Vibrante tarde en La Petatera, a hombros Uriel Moreno “El Zapata”, y Colombo; gran nivel firma Tarik Othón que se lleva una oreja (fotos)

10 de febrero de 2026/Natalia Pescador/Fotos:Briones

La plaza de toros La Petatera, en Villa de Álvarez, Colima, fue escenario de una intensa primera corrida de los Festejos Charro-Taurinos, celebrada ante una entrada superior a los tres cuartos en una tarde cálida. El encierro de Corlomé ofreció un juego variado, destacando por calidad el cuarto ejemplar, premiado con arrastre lento. El festejo reunió a figuras de distintos estilos: el novillero español Javier Cuartero, el rejoneador Tarik Othón y los matadores Uriel Moreno “El Zapata” y Jesús Enrique Colombo, quienes protagonizaron una función rica en matices técnicos y artísticos.

Desde el inicio, Cuartero dejó clara su disposición al cuajar una faena pensada ante “Chilito”, mostrando temple y concepto pese a fallar con la espada. Más adelante, Tarik Othón firmó una de las actuaciones más completas de la tarde a caballo, destacando por su dominio de las distancias, la suavidad en las reuniones y la continuidad de sus faenas, logrando fuerte conexión con el público. Su labor evidenció madurez y conocimiento del toro, siendo uno de los nombres más destacados del festejo.

Por su parte, “El Zapata” aportó espectacularidad y oficio, brillando especialmente en banderillas y resolviendo con técnica toros de escasa transmisión para cortar trofeos. Jesús Enrique Colombo cerró el cartel con solvencia y entrega, alcanzando los momentos de mayor intensidad al construir faenas profundas y bien rematadas, coronadas con estocadas efectivas. El resultado global fue una tarde de triunfo compartido, emoción constante y variedad de estilos que mantuvo al público atento de principio a fin.

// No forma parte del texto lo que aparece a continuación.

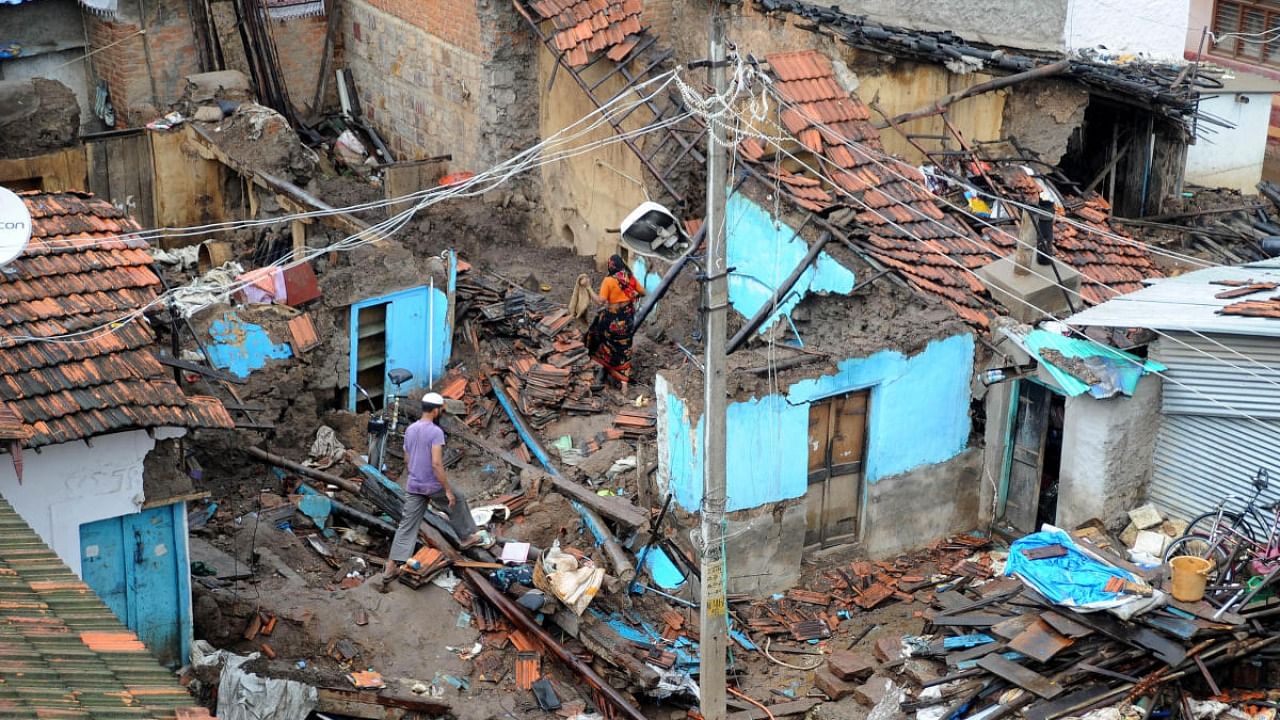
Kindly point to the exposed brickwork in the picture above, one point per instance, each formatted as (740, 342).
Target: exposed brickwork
(456, 22)
(444, 77)
(300, 45)
(120, 58)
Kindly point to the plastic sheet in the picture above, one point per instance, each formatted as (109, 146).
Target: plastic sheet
(1074, 579)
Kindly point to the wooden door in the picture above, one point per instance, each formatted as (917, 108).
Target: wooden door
(1028, 436)
(837, 445)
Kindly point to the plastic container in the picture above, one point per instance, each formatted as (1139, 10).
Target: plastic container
(1191, 575)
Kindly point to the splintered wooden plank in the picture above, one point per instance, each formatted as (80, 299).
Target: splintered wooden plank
(1027, 679)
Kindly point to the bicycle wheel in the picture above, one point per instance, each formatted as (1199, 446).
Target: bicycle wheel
(1201, 546)
(1206, 523)
(378, 450)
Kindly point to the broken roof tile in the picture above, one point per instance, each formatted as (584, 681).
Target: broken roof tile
(928, 245)
(106, 379)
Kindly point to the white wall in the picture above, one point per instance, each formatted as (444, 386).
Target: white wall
(1232, 158)
(1157, 28)
(65, 486)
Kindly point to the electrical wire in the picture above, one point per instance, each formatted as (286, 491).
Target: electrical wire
(475, 186)
(871, 154)
(1234, 411)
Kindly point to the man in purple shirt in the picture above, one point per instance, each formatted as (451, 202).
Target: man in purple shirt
(424, 464)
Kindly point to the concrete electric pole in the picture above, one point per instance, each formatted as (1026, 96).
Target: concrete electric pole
(714, 609)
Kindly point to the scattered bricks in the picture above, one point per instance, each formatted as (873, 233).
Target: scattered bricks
(851, 665)
(255, 625)
(888, 648)
(872, 692)
(920, 671)
(831, 686)
(1146, 516)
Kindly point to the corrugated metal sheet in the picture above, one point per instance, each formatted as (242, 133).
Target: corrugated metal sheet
(1201, 460)
(1207, 379)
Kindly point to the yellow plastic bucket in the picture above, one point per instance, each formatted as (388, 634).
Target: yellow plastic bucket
(1191, 575)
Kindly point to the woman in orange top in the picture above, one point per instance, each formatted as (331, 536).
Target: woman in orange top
(609, 336)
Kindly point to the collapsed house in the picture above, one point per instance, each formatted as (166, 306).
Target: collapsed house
(67, 652)
(94, 427)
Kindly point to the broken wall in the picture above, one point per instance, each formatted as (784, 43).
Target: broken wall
(1107, 452)
(68, 484)
(50, 40)
(144, 54)
(444, 77)
(1031, 24)
(592, 192)
(918, 422)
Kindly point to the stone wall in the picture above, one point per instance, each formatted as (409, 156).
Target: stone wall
(444, 77)
(300, 46)
(142, 89)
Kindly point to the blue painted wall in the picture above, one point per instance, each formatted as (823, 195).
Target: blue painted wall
(919, 415)
(763, 254)
(241, 347)
(419, 337)
(137, 564)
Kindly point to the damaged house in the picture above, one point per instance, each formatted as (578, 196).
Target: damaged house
(860, 408)
(1202, 432)
(92, 420)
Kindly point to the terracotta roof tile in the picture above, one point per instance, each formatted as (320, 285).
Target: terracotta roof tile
(586, 27)
(105, 381)
(931, 247)
(64, 652)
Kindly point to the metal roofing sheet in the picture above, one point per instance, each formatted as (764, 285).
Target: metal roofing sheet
(1201, 460)
(1185, 302)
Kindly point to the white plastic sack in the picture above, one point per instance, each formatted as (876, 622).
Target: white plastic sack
(245, 696)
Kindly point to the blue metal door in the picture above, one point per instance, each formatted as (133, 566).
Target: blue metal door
(138, 565)
(403, 329)
(406, 337)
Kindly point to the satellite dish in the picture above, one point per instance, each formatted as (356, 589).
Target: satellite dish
(14, 226)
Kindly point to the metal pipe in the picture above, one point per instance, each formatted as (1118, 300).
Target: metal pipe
(264, 456)
(772, 305)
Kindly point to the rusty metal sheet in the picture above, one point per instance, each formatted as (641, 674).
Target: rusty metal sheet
(1014, 627)
(1040, 642)
(1027, 679)
(1065, 625)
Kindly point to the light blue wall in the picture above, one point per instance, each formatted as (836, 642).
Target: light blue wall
(919, 415)
(419, 337)
(763, 254)
(242, 347)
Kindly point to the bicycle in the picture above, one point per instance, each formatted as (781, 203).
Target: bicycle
(1228, 538)
(385, 424)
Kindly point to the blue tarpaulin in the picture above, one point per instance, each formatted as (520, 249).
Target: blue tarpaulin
(1074, 579)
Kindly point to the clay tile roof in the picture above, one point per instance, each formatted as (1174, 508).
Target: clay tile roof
(580, 28)
(65, 655)
(912, 235)
(69, 279)
(928, 245)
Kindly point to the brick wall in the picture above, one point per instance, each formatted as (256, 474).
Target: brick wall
(444, 77)
(300, 46)
(138, 92)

Ante “Chilito”, novillo de 470 kilos, Javier Cuartero dejó constancia de concepto y disposición desde el saludo capotero, luciendo después en un quite por chicuelinas de trazo templado. Ya con la muleta, planteó una faena pensada y medida por ambos pitones, aprovechando el recorrido del ejemplar y construyendo tandas ligadas, con especial calado por el derecho, donde toreó asentado y con buen gobierno. En la recta final fue prendido de manera aparatosa; tras reponerse, volvió a la cara con valor y determinación para rubricar su actuación. Falló con el acero y todo quedó en una ovación desde los medios.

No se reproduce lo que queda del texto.